O período de incubação vai de dois a 21 dias e os primeiros sintomas são semelhantes aos da malária, como dores de cabeça, fadiga, dores musculares, dores de garganta e vómitos, sendo, posteriormente, seguidos de diarreias e sangramento interno e externo.
Actualmente ainda não existe vacina para esta estirpe sudanesa, que recentemente passou a ser designada pela OMS como SVD devido a diferenças substanciais encontradas entre os diversos tipos de Ébola até agora conhecidos.
Esta estirpe é conhecida desde 2012 e só foi, até hoje, responsável por surtos e epidemias no Sudão e no Uganda, países com longas fronteiras comuns.
Riscos regionais
Estre surto está concentrado na região de Muende, que fica a cerca de 140 quilómetros da capital do Uganda, mas as autoridades temem que este se liberte do cerco montado muito por causa da forte densidade populacional ugandesa, uma das maiores em África, contando com 45 milhões de habitantes em apenas 241 kms 2, o que perfaz uma média de quase 230 habitantes por quilómetro quadrado, sendo, em comparação, 26 em Angola e 111 em Portugal.
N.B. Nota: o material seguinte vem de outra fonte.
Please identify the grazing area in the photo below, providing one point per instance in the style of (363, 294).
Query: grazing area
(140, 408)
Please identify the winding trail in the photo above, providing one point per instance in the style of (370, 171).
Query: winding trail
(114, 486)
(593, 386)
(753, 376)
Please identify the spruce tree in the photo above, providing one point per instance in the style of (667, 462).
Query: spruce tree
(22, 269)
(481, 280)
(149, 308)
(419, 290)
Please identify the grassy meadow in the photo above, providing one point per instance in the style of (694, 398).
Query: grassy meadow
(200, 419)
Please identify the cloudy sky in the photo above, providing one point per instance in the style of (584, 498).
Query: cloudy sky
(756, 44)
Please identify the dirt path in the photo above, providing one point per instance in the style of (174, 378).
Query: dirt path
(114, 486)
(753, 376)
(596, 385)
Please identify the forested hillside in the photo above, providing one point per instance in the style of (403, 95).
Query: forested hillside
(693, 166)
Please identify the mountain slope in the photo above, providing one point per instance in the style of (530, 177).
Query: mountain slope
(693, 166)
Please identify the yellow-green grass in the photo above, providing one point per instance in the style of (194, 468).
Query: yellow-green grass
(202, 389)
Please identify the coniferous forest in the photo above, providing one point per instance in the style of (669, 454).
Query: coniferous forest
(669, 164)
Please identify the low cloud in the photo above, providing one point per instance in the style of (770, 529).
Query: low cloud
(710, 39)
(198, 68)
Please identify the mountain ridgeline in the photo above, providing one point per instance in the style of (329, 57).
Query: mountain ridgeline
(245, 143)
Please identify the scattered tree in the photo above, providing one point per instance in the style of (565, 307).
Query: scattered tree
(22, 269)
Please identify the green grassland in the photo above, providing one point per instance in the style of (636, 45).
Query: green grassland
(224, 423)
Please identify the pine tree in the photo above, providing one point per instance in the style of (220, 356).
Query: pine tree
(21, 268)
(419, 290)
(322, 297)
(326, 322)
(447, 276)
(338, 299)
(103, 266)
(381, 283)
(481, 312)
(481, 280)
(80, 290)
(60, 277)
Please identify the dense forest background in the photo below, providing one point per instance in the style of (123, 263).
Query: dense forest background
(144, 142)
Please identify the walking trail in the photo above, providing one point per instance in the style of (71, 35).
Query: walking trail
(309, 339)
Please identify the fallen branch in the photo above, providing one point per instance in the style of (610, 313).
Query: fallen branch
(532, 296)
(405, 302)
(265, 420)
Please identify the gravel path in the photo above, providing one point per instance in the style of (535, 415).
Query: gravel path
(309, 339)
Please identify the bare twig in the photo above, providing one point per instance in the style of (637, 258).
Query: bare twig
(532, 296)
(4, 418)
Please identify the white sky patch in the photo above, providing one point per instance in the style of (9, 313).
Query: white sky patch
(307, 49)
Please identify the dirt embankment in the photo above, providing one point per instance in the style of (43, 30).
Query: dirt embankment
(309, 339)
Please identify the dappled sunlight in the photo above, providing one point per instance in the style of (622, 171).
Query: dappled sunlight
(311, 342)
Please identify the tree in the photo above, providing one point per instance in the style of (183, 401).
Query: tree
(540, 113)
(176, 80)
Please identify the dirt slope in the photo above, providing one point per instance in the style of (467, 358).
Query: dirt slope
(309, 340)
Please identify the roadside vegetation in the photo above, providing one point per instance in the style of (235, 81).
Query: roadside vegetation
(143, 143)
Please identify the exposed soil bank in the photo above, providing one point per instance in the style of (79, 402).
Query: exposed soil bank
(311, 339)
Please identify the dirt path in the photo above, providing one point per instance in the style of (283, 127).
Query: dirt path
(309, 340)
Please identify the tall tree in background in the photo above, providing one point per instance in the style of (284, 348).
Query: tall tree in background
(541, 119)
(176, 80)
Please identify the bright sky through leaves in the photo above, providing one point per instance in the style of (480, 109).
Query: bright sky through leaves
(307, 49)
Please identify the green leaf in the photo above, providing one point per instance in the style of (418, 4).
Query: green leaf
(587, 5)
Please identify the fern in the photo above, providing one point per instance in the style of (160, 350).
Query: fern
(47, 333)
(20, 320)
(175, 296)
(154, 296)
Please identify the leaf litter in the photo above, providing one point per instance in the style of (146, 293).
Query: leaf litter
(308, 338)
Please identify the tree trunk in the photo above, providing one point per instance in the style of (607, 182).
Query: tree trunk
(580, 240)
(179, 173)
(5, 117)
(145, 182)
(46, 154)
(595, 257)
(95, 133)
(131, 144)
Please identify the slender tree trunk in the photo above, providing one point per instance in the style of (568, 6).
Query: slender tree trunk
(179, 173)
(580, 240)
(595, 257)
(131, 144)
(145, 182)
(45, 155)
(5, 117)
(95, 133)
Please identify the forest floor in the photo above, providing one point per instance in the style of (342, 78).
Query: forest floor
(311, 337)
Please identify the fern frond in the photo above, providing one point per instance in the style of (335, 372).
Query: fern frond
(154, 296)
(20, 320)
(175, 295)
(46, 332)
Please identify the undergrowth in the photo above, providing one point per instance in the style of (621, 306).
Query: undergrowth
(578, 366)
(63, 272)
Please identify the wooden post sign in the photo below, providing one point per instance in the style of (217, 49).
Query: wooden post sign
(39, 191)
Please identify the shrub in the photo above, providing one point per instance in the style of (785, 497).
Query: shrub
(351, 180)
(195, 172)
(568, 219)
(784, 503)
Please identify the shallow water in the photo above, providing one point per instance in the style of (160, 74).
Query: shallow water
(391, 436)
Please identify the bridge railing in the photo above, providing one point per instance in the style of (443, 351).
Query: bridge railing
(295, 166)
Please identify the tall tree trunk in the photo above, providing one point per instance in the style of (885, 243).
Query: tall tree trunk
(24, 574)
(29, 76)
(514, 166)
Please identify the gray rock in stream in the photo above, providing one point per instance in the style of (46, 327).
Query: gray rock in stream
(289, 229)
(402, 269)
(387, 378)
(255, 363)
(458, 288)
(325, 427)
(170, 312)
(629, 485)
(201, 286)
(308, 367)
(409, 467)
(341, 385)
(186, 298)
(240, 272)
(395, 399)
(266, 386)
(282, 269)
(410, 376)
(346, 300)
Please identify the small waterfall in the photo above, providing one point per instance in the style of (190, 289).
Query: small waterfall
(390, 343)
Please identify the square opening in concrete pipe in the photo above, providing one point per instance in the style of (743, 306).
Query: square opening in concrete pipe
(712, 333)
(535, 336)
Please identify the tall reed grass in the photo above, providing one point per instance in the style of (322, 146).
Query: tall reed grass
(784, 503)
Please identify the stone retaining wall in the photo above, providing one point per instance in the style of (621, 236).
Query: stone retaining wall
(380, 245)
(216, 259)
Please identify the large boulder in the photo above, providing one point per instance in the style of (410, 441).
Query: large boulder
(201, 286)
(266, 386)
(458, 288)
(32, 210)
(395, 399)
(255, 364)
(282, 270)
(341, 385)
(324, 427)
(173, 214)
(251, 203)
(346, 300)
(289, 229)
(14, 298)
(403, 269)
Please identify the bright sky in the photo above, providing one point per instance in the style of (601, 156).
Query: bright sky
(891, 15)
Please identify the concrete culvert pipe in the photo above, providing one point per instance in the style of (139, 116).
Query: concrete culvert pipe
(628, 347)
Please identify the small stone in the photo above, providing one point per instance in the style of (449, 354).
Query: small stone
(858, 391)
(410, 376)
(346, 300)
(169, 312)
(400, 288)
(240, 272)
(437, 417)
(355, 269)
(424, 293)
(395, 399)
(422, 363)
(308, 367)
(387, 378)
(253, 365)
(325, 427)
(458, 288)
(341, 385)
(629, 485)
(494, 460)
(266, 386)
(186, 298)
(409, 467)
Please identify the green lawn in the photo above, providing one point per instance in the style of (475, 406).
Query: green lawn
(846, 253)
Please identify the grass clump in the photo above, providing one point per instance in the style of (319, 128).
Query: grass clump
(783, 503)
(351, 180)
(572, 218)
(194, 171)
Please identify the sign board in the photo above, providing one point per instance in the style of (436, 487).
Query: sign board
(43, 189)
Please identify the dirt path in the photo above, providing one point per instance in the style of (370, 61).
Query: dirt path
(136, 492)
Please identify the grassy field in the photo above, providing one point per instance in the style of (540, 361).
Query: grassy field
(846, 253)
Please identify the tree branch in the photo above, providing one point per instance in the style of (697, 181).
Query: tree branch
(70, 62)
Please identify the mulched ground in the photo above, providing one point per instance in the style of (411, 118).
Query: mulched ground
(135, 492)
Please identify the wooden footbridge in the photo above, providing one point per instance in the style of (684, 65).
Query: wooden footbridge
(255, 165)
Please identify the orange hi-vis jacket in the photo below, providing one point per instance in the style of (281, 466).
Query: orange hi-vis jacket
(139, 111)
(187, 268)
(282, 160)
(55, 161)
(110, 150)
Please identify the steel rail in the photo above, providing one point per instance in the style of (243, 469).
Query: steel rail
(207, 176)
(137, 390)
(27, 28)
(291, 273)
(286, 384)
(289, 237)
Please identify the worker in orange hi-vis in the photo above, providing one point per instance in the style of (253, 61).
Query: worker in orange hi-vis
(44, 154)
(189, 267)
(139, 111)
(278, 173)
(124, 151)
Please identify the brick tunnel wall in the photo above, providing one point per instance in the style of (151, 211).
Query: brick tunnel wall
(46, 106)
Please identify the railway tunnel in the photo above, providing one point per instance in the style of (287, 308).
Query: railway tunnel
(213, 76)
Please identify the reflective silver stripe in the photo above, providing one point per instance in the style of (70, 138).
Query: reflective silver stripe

E a densidade populacional é um dos principais problemas quando se trata de travar um surto epidémico como o ébola (SVD), sendo o Uganda o 9º ppaís africano mais densamente povoado, o 5º se se contar apenas o continente, sem os seus arquipélagos ou ilhas, apenas atrás dos vizinhos Ruanda, Burundi, Gâmbia e da Nigéria.
Um surto deste vírus neste país, que conta ainda com uma problemática fronteira com a RDC - além de com o Ruanda, Quénia, Sudão do Sul e Tanzânia -, onde existem, no leste congolês, milhões de pessoas em campos de refugiados e em permanente fuga a ataques de guerrilhas, e onde o ébola mais se tem manifestado deste que foi detectado no quase meio século que passou desde a sua descoberta.